Intento replicar; pero, de pronto, pasa algo extraño. Es como si me hubiese quedado paralizada, o como si el tiempo volase a mi alrededor, mientras yo me quedo colgada en mitad de la frase. Y cuando consigo cerrar la boca, me encuentro de patitas en la calle y con la puerta de la librería cerrada a cal y canto.

Intento reprimir la rabia que me inunda por dentro, pero resulta difícil, dadas las circunstancias. Aporreo la persiana metálica.

—¡Jeiazel! —llamo—. ¡No voy a rendirme, para que te enteres! ¡Y si tú no quieres ayudarme, iré yo sola al encuentro del Enemigo y le pediré explicaciones!

—¡Gamberra! —me increpan desde una ventana—. ¡Deja de dar golpes o llamo a la policía!

Me trago mi rabia y me voy de allí.

Pero no es un farol. En vista de que los ángeles me cierran la puerta en las narices, no voy a tener más remedio que ir al encuentro de los demonios.

Y mi entrevista con Jeiazel me ha dado una idea de cómo encontrarlos.

Rumiando venganza, me pierdo por un laberinto de callejuelas oscuras y silenciosas.

Son las dos de la mañana, y estoy agotada y muerta de sueño. Además, creo que me he perdido.

Llevo toda la noche vagando por los garitos de Madrid. No estoy de juerga; es, simplemente, que ando buscando un demonio.

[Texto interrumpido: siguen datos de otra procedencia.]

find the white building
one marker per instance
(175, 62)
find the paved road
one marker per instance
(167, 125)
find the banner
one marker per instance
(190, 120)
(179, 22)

Cualquiera me vale, hasta el más insignificante diablillo. De hecho, si es un insignificante diablillo, mejor, porque me siento con ánimos de enfrentarme a uno de esos, pero, para hacer honor a la verdad, dudo que pudiera plantarle cara a un demonio más o menos poderoso.

¿Os parece un tópico eso de ir buscando demonios en los locales de marcha? Pues tiene más sentido del que parece.

Entrad en un garito cualquiera y mirad a vuestro alrededor (si es que la cortina de humo os lo permite, claro). ¿Qué veis?

A gente desinhibida. A gente confiada. A gente dispuesta a intimar con desconocidos. Gente que, si la pillas en el momento adecuado, hará cualquier cosa que un demonio le pida.

Hay un axioma entre los ángeles. Dicen que solo hay algo más destructivo que un demonio, y es un humano alentado por un demonio. Eso no nos deja en muy buen lugar, ¿eh? Pero también nos exime de cierta responsabilidad. En cambio, mi padre solía decir que, según algunos ángeles, los humanos no necesitamos a los demonios para ser destructivos, porque nos las arreglamos muy bien sin ayuda. Y ya me imagino qué ángel en concreto fue capaz de sugerir que superamos a los demonios en maldad.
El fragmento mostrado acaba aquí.